А Гриша, задыхаясь от волнения и борьбы с полицейскими, говорил:
— Ты меня не бей, Василий Миколаич, ты рассуди сперва, виноват я али нет, а бить я тебе не поддамся.
— Так ты не поддашься? — закричал на него Чижов, когда его руки были высвобождены из рук Гриши.— Розог! Драть его, да так, чтобы он и с места встать не мог!
Полицейские бросились исполнять его приказание.

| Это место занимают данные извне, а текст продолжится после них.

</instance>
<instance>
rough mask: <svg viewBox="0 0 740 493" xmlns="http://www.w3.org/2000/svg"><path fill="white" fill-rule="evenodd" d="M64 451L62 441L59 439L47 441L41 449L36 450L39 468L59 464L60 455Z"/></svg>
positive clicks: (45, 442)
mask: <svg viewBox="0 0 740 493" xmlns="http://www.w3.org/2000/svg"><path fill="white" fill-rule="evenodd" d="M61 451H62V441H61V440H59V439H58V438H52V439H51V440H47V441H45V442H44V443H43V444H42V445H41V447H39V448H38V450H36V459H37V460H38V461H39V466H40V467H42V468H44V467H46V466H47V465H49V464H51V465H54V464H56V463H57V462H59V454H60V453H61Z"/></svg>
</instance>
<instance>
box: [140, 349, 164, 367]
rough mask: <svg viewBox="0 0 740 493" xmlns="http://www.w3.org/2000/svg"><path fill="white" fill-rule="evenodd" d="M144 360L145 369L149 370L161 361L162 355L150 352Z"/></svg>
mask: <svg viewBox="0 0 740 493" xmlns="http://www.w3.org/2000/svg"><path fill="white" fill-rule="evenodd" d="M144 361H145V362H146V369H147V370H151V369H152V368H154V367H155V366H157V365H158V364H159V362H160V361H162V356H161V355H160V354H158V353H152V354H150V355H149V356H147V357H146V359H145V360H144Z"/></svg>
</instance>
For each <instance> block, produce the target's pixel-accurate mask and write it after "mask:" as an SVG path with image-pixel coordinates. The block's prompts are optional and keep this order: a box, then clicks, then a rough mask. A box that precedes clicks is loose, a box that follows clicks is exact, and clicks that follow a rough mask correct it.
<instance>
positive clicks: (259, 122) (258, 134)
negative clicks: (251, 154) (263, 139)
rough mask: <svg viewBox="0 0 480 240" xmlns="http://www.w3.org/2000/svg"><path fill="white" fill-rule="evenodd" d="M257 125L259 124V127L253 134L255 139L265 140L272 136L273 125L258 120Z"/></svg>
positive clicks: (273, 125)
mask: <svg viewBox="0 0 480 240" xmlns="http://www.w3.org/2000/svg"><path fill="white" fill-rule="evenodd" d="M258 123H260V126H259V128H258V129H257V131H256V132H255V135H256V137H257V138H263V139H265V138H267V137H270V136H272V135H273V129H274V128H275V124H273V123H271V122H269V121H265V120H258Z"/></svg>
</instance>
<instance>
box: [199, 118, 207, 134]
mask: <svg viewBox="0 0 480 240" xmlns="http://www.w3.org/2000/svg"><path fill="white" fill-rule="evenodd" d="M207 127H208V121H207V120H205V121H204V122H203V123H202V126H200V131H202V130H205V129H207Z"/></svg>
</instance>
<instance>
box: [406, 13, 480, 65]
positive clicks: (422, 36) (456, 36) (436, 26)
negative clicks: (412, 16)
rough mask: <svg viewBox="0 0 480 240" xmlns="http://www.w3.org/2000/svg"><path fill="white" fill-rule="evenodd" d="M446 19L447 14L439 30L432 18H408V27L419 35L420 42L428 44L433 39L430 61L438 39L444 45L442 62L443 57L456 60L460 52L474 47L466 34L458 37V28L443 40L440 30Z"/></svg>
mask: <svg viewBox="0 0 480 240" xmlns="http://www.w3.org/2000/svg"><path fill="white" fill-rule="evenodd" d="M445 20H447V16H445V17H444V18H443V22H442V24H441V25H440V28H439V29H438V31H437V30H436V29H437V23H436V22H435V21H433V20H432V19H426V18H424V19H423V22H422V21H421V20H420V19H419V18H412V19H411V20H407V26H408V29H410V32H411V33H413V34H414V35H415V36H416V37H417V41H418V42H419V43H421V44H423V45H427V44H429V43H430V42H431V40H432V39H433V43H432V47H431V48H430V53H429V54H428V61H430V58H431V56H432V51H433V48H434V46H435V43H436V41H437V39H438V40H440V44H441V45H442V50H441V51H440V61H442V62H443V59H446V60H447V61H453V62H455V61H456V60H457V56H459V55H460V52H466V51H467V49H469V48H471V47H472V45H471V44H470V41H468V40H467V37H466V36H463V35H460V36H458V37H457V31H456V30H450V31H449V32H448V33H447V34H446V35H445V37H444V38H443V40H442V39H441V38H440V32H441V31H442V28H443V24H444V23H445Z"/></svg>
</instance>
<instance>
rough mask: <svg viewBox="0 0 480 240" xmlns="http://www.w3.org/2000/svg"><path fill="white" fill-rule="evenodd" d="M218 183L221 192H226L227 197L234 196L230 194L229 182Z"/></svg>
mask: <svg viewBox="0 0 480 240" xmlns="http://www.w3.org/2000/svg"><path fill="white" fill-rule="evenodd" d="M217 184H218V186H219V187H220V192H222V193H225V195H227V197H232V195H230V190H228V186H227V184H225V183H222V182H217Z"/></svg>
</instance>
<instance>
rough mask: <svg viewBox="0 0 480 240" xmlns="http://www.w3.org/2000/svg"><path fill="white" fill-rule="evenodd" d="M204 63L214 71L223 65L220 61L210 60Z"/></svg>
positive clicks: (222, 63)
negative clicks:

В то время, как Чижов тешился над своим слабейшим противником, в контору вошел Ермаков. Следом за ним шел Набатов. По просьбе Набатова, Ермаков хотел было заступиться за Гришу, но, узнав в конторе, в чем дело, раздумал. Он понимал, что не должен поощрять в мастеровых буйство и неповиновение властям ни в каком случае, потому, во-первых, что сам был власть, а во-вторых, что был довольно труслив и, несмотря на свою вражду к Чижову, не хотел на этот раз противоречить ему. Чижов, думал он, напишет управляющему, и кто знает, как там взглянут на это дело, лучше подождать, что дальше будет.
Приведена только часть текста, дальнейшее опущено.